The doctor smiled confidently.

"We look there for our criminal," he said. "Nothing hides from the chronoscope. Now then, 'staircase—scar.' Isn't that significant? The association is clear: a scar that is vivid enough, disfiguring enough, to be the first thing that enters his mind."

"Schwartz!" Burton said with awe. "Doctor, what on earth does 'eleven twenty-two C' mean?"

"I think that is up to you, gentlemen. The C belongs there, without doubt. Briefly, looking over these slips, I make it something like this: Wardrop thinks a woman took his traveling-bag. Three times he gave the word 'letters,' in response to 'gate,' 'guest' and 'money.' Did he have a guest at the time all this happened at Bellwood?"

"I was a guest in the house at the time."

"Did you offer him money for letters?"

"No."

"Did he give you any letters to keep for him?"

"He gave me the bag that was substituted for his."

"Locked?"

"Yes.
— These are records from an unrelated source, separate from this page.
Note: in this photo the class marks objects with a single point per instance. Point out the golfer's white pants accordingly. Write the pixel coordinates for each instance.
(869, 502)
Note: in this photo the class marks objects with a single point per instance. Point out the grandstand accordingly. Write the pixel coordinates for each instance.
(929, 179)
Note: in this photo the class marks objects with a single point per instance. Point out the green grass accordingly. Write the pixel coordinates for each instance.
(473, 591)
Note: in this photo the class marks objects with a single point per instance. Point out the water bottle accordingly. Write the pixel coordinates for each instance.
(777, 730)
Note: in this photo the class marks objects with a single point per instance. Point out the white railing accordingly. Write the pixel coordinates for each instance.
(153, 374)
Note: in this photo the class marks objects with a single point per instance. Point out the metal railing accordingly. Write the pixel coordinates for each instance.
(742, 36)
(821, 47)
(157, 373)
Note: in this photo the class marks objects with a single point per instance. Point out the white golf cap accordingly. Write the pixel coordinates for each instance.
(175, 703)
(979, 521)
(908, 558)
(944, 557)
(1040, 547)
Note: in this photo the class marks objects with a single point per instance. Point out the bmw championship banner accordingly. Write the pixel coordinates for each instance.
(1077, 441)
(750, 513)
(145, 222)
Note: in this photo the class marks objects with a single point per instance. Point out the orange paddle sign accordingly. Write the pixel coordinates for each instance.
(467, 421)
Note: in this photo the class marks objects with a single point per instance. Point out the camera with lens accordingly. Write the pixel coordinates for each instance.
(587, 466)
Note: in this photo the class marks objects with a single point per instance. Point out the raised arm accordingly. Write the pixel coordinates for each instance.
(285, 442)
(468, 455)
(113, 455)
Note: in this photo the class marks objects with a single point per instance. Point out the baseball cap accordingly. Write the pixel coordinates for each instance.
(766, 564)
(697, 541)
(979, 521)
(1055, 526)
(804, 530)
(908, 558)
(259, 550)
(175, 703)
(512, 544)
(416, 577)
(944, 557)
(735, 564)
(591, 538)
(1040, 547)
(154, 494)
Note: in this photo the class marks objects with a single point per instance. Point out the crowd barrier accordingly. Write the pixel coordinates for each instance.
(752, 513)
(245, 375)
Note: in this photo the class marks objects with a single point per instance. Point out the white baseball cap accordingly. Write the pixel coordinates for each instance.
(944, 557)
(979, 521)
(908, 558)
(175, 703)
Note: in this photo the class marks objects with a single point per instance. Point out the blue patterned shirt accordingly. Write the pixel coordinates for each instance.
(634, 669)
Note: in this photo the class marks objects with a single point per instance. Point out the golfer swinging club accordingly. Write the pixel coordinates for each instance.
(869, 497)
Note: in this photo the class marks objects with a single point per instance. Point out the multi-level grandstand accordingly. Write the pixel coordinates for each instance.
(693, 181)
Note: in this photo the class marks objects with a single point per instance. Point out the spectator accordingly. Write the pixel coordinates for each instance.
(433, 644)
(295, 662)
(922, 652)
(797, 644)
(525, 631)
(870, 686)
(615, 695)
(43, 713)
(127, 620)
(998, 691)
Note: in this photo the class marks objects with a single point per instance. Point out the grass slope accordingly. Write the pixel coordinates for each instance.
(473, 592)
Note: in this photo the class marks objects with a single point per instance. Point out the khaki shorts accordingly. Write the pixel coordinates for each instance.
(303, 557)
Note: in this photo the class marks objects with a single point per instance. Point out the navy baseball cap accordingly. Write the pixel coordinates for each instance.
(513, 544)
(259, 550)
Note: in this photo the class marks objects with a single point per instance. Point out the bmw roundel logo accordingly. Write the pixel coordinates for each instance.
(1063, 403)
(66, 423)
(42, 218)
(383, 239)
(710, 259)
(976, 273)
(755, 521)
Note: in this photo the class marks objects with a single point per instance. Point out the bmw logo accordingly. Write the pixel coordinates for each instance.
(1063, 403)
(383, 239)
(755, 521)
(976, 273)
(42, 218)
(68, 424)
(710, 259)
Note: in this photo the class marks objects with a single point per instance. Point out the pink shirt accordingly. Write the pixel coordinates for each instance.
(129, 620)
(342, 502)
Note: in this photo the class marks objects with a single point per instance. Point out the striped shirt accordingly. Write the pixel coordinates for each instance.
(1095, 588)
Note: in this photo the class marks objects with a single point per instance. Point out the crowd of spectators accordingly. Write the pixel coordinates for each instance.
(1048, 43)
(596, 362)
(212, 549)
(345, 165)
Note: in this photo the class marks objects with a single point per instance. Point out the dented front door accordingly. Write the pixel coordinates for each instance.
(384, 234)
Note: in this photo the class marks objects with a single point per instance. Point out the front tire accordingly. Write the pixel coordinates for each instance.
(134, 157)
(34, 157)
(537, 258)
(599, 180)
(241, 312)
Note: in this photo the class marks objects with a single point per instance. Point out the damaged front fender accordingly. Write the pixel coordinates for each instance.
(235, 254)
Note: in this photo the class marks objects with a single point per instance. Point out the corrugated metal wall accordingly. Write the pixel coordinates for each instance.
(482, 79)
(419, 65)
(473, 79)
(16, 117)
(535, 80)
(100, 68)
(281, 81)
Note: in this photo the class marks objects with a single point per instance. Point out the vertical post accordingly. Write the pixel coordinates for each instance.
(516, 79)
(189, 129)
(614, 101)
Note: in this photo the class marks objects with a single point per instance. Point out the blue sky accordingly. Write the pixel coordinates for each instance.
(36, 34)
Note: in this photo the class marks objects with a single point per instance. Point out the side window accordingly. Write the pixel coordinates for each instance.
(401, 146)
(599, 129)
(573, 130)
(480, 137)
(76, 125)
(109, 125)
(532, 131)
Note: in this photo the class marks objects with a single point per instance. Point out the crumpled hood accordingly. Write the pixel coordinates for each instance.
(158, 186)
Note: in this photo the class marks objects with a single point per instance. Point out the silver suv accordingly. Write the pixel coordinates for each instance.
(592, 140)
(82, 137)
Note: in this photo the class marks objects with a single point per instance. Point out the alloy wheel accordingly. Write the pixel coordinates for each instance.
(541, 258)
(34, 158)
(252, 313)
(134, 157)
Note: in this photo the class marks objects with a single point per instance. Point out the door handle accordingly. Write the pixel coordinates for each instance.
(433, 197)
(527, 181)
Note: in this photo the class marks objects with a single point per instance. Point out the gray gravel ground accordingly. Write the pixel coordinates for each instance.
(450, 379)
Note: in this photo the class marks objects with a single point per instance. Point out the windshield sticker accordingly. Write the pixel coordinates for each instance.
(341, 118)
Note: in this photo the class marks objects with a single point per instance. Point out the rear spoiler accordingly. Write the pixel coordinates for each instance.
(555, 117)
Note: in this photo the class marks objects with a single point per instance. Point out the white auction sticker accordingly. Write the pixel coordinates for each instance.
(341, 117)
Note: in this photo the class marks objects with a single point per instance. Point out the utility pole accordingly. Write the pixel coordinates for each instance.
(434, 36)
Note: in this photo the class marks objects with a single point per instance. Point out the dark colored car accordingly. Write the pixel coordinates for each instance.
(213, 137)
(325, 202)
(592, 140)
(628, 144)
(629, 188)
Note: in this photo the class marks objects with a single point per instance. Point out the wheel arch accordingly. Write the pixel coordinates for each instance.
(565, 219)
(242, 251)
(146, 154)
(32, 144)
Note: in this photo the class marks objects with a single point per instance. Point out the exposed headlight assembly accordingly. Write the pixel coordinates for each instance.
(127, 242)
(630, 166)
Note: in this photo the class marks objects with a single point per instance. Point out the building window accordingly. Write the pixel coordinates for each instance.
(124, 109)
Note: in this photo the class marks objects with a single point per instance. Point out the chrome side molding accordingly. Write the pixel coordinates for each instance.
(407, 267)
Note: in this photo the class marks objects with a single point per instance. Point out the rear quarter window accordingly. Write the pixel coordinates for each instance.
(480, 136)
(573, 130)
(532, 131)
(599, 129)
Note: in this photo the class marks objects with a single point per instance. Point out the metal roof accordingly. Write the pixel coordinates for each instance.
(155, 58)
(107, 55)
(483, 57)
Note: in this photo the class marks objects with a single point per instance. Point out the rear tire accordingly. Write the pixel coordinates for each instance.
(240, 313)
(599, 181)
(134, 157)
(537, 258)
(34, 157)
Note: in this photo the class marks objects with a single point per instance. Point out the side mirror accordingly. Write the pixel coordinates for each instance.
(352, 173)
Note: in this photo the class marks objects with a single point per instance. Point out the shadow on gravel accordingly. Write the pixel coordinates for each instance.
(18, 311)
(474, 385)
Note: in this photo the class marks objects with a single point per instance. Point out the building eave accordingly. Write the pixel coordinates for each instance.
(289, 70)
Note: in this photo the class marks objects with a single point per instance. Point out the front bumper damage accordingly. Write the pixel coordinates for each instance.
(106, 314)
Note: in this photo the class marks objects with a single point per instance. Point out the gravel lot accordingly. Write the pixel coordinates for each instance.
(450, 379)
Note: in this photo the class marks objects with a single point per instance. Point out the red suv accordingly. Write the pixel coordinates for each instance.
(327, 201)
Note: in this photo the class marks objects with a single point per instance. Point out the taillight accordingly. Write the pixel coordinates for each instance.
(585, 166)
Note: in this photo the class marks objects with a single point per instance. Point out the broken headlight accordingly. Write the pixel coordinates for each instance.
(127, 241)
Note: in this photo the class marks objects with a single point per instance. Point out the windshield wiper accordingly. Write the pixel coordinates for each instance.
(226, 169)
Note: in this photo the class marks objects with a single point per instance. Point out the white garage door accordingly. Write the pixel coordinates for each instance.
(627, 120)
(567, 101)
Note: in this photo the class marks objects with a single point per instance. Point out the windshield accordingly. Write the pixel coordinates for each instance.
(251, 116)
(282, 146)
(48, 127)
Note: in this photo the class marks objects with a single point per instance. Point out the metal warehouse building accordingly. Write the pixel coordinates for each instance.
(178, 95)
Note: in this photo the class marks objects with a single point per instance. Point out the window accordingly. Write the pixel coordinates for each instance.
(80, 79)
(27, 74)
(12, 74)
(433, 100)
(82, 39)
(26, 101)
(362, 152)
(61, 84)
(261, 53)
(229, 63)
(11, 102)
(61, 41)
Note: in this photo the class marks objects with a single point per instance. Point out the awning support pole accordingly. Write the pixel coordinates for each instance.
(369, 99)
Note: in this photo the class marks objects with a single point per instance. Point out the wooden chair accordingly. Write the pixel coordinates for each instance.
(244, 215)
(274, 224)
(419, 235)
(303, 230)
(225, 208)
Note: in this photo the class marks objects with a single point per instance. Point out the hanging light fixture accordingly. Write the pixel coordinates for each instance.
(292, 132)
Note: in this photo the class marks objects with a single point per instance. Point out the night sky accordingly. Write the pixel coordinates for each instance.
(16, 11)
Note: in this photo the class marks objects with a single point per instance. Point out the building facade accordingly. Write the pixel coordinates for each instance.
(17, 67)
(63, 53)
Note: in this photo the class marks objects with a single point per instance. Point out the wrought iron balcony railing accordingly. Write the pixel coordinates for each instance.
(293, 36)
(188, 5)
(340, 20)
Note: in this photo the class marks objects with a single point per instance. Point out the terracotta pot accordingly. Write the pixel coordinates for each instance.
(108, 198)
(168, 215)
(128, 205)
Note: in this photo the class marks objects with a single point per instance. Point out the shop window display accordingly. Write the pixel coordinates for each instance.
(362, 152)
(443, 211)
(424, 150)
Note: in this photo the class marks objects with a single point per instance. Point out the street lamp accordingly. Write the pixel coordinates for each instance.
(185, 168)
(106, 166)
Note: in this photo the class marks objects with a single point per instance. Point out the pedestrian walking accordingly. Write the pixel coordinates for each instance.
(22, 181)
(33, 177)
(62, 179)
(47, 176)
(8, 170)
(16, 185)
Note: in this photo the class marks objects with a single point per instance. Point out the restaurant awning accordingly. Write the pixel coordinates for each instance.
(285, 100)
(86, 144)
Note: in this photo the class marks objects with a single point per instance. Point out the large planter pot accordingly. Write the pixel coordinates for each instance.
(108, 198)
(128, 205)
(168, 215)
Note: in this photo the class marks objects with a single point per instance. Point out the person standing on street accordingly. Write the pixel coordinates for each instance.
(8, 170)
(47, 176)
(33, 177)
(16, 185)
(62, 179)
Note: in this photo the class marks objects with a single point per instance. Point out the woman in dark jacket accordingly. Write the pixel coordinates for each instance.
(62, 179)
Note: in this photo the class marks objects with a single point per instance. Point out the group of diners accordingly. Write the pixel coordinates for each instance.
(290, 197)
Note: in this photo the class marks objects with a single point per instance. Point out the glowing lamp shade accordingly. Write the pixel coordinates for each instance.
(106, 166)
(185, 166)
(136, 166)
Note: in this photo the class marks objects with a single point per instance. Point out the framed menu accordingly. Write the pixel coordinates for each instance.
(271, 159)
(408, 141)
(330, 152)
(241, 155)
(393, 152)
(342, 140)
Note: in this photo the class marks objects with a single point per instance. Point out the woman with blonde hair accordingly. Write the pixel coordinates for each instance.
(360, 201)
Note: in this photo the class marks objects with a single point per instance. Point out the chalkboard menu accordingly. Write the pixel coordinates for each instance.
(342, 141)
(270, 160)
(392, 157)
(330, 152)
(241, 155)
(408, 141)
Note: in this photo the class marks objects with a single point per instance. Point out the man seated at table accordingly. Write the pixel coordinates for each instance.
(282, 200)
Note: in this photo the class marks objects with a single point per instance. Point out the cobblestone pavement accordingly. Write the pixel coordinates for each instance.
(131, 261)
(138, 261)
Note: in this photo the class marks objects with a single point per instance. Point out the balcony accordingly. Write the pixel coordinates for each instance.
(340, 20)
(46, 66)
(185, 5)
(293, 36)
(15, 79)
By Jove, I wonder if there is anything in it? I have reason to know that he came into my room that night at least once after I went asleep."

"I think it very likely," he said dryly. "One thing we have not touched on, and I believe Mr. Wardrop knows nothing of it. That is, the disappearance of the old lady. There is a psychological study for you! My conclusion? Well, I should say that Mr. Wardrop is not guilty of the murder. He knows, or thinks he knows, who is. He has a theory of his own, about some one with a scar: it may be only a theory. He does not necessarily know, but he hopes. He is in a state of abject fear. Also, he is hiding something concerning letters, and from the word 'money' in that connection, I believe he either sold or bought some damaging papers. He is not a criminal, but he is what is almost worse."

The doctor rose and picked up his hat. "He is a weakling," he said, from the doorway.

Burton looked at his watch. "By George!" he said. "Seven-twenty, and I've had nothing since lunch but a box of sardines. I'm off to chase the festive mutton chop. Oh, by the way, Knox, where is that locked bag?"

"In my office safe."

"I'll drop around in the morning and assist you to compound a felony," he said easily. But as it happened, he did not.